1. A method for the manufacture of a transdermal drug delivery system, comprising the successive steps of:

(a) dissolving a pharmaceutically active substance in a skin penetration enhancer, selected from the group consisting of crotamiton, diethyltoluamide and a mixture thereof to form a solution having a less than saturation concentration of the active substance;

(b) mixing the step (a) solution with an adhesive in the form of a solution or an aqueous dispersion;

(c) forming a film of the step (b) mixture on a release liner or a backing sheet; and

(d) drying the step (c) film at a temperature less than the boiling point of the skin penetration enhancer to maintain a less than saturation concentration of the active substance in the skin penetration enhancer.

2. The method according to claim 1 wherein the solvent used in step (a) comprises crotamiton and diethyltoluamide in a weight percentage ratio of between about 5:95 to 95:5.

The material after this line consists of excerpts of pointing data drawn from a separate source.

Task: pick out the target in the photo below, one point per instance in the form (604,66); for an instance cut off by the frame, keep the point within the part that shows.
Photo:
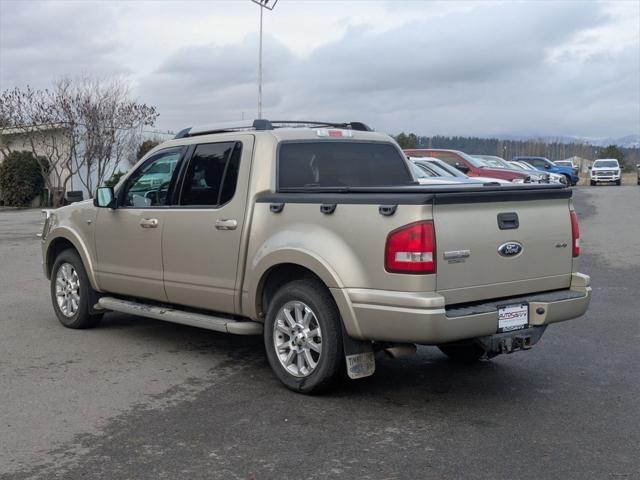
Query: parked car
(441,169)
(497,162)
(546,165)
(473,167)
(427,176)
(553,177)
(319,239)
(570,164)
(605,170)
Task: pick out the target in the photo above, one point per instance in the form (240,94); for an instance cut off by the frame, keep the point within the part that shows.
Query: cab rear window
(340,164)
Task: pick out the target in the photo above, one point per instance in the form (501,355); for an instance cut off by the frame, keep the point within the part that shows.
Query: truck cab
(605,170)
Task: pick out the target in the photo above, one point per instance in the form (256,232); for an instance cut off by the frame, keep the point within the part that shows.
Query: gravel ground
(142,399)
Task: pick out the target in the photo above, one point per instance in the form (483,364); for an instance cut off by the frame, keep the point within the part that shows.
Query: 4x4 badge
(510,249)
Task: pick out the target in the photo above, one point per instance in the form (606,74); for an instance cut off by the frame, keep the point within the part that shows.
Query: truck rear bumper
(412,317)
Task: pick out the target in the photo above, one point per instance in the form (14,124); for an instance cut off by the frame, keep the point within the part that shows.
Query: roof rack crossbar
(262,124)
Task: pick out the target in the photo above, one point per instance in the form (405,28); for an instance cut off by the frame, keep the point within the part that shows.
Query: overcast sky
(454,68)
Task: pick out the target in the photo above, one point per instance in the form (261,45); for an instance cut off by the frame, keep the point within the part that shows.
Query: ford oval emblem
(510,249)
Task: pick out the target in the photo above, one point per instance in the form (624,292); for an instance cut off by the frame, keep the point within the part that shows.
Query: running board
(210,322)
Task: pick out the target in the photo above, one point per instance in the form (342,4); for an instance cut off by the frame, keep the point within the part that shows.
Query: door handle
(149,223)
(226,224)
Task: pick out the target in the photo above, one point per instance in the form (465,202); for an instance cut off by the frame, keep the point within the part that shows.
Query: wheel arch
(279,267)
(63,239)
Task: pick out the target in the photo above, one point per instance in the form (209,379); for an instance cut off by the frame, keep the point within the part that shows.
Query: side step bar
(210,322)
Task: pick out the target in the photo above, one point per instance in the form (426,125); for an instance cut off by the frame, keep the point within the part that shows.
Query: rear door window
(212,175)
(340,164)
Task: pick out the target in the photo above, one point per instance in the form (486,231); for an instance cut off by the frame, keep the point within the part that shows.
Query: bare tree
(34,118)
(81,128)
(107,126)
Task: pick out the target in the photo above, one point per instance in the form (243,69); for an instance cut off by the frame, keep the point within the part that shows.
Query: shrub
(20,179)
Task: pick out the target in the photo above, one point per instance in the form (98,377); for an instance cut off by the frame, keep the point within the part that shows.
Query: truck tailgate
(536,254)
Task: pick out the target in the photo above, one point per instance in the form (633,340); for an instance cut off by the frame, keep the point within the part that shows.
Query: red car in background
(473,167)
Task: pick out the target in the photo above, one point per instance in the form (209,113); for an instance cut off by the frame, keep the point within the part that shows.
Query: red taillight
(411,249)
(575,234)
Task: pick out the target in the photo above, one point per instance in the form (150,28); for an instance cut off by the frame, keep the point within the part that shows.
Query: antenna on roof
(269,5)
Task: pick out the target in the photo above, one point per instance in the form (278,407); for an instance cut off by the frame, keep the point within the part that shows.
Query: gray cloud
(488,71)
(40,41)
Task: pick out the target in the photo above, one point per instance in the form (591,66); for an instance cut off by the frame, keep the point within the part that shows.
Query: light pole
(270,5)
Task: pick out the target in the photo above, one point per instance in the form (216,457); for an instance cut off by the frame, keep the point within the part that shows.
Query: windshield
(522,166)
(605,164)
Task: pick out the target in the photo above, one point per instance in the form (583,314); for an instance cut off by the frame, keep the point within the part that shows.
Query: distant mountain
(629,141)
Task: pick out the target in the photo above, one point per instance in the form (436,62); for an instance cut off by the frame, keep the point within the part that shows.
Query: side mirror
(105,198)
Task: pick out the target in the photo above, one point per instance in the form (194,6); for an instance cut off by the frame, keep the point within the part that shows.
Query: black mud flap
(510,342)
(359,356)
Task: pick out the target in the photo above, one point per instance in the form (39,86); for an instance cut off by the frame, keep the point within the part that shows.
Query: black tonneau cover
(418,194)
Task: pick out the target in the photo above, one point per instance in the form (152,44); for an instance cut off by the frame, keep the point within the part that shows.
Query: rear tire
(303,337)
(71,291)
(463,352)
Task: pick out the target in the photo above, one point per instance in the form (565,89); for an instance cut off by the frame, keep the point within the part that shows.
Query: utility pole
(270,5)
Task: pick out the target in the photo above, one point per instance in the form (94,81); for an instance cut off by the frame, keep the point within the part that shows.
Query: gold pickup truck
(318,237)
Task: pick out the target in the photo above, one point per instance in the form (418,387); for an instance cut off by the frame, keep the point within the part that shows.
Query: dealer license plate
(513,317)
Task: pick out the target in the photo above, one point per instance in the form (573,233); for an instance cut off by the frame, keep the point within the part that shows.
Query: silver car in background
(553,177)
(498,162)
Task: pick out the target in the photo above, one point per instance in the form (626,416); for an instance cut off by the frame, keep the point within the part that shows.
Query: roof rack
(261,124)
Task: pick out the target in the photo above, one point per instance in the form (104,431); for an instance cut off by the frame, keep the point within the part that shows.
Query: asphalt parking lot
(139,398)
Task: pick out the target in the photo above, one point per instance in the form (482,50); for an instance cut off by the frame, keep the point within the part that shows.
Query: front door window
(149,186)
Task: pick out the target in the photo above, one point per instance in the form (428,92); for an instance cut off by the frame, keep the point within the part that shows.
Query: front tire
(70,292)
(463,352)
(303,337)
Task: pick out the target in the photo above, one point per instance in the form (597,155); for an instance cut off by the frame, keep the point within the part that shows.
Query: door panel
(129,254)
(201,243)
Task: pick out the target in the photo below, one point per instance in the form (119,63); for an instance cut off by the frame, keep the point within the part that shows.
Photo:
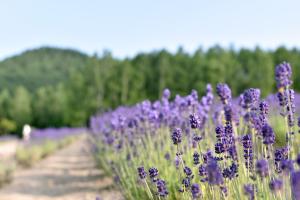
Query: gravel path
(69,174)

3. The method according to claim 1 wherein at least one other skin penetration enhancer is incorporated in the solution of step (a).

4. The method according to claim 3 wherein the other skin penetration enhancer is selected from the group consisting of diethylene glycol monoethyl ether, unsaturated polyglycolysed glycerides, glyceryl and polyethylene glycol esters, propylene glycol laurate, oil of Melaleuca, propylene glycol, 2-methyl-1,3-propanediol polyethylene glycol and any combination thereof.

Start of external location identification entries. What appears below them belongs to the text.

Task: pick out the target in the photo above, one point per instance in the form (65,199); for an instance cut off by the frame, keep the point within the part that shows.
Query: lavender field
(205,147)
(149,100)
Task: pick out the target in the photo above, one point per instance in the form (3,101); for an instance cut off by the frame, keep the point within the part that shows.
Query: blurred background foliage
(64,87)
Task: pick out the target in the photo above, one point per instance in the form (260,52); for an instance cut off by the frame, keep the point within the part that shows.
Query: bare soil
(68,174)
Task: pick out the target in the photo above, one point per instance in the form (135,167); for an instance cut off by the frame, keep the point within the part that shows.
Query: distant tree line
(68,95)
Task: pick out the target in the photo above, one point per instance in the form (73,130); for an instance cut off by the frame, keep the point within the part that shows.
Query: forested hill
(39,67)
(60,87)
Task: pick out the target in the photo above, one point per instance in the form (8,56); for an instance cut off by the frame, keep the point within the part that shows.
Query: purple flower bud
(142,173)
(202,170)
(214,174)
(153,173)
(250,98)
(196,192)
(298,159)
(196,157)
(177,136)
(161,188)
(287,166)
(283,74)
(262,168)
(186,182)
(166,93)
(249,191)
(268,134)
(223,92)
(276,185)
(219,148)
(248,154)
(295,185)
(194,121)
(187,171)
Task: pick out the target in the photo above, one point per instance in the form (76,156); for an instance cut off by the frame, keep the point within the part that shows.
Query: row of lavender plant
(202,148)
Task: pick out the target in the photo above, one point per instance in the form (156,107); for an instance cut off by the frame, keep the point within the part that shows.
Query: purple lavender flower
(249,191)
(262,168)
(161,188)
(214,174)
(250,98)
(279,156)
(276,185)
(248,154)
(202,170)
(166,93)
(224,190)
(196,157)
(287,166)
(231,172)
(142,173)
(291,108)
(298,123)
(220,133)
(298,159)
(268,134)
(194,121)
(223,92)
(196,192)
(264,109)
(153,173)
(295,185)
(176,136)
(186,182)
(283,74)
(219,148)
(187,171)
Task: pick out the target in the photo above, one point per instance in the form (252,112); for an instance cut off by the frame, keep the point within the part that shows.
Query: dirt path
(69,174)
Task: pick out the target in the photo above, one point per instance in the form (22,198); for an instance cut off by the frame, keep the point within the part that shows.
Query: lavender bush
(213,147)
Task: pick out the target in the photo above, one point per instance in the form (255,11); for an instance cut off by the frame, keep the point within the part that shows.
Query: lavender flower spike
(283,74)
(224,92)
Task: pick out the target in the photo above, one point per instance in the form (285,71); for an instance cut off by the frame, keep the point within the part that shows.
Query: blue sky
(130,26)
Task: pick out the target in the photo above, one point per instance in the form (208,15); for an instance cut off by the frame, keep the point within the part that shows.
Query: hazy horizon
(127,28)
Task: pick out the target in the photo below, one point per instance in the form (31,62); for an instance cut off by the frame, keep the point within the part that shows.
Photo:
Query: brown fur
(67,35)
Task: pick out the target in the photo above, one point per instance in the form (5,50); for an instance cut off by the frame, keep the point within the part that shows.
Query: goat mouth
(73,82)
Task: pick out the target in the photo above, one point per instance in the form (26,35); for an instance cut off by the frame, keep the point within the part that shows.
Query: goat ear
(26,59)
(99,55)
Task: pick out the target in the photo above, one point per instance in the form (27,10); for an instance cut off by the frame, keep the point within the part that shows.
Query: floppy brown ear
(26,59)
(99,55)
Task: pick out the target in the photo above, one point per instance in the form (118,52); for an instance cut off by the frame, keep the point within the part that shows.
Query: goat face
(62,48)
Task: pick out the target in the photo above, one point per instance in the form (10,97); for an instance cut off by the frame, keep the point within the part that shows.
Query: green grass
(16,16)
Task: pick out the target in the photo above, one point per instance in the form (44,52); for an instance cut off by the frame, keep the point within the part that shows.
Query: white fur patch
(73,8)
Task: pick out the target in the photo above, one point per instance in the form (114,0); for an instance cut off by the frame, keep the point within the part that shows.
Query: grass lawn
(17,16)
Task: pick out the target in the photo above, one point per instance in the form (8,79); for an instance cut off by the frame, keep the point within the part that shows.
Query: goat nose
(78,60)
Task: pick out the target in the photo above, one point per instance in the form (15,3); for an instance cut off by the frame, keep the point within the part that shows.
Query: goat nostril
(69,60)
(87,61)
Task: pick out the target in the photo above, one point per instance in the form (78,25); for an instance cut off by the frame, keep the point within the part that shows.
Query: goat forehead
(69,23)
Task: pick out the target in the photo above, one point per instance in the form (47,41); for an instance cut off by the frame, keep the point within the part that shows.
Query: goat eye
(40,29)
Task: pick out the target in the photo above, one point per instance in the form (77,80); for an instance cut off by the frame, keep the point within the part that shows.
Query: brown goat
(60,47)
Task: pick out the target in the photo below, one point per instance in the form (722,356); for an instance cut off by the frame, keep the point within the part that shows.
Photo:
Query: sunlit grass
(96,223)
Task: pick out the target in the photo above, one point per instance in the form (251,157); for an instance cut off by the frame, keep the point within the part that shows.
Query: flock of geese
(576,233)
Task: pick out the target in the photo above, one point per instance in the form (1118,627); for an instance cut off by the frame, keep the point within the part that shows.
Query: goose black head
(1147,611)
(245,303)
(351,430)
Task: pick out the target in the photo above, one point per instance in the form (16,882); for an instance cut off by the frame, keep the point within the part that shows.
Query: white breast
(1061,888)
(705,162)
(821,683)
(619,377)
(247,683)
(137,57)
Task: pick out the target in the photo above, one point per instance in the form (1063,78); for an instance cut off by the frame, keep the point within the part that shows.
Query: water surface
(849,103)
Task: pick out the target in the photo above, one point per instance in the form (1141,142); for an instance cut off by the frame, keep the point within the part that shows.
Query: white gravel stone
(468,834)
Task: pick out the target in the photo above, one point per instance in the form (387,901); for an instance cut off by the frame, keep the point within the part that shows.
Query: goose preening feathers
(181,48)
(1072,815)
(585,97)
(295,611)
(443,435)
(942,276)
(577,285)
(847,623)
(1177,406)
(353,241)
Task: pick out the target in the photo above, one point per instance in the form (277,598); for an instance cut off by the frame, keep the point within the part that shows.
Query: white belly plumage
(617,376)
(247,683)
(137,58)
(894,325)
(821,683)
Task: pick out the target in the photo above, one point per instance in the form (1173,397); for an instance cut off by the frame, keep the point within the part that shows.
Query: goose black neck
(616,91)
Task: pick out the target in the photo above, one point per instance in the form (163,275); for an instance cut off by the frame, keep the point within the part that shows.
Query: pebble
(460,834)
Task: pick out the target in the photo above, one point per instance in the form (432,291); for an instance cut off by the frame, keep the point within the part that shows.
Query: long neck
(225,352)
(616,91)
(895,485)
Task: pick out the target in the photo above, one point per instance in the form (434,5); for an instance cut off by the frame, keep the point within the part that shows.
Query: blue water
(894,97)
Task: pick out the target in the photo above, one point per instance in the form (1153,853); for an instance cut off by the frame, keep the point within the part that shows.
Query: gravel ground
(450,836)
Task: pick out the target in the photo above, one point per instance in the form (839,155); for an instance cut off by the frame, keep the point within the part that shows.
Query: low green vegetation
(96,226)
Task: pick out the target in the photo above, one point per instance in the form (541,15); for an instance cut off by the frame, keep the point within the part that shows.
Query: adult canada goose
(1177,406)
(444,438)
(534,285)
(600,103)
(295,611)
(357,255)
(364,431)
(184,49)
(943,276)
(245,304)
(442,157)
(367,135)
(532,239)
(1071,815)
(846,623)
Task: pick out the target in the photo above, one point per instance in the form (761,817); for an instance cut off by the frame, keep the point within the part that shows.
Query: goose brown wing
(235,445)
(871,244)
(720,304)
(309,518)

5. The method according to claim 1 wherein the concentration of active substance in the skin penetration enhancer or enhancers in the step (a) solution is less than 90% of saturation.

6. The method according to claim 1 wherein the active substance is estradiol.

7. The method according to claim 1, further comprising adding an antioxidant to the skin penetration enhancer in step (a).

8. The method according to claim 1, further comprising adding an antioxidant to the skin penetration enhancer in step (a), and wherein the active ingredient is fentanyl.

9. The method according to claim 1 wherein the active substance is buprenorphine.

10. The method according to claim 1 wherein the adhesive is selected from the group consisting of acrylate, polyisobutylene and silicone adhesives.

11. The method according to claim 1 wherein the film is formed on a release liner, dried according to step (d), then laminated onto a backing sheet.

12. The method according to claim 1 wherein the film is formed on a backing sheet, dried according to step (d), then laminated onto a release liner.

13. The method according to claim 1 wherein the drying temperature in step (d) is increased gradually from 50° C. to 140° C.

14. The method according to claim 1, wherein the concentration of the active substance is sufficently less than saturation concentration to avoid crystallization during processing.

15. The method according to claim 1, wherein, after drying, the concentration of the active substance is sufficiently less than saturation concentration to avoid crystallization during the shelf-life of the product.

16. A transdermal drug delivery system comprising a pharmaceutically effective film formed between a backing sheet and a release liner, wherein the film comprises

(a) a pharmaceutically active substance;

(b) a skin penetration enhancer, selected from the group consisting of crotamiton, diethyltoluamide and a mixture thereof; and

(c) an adhesive,

wherein the concentration of active substance in the skin penetration enhancer is less than the saturation concentration.

17. The system according to claim 16, wherein the concentration of the active substance is sufficiently less than the saturation concentration to avoid crystallization throughout the shelf-life of the product.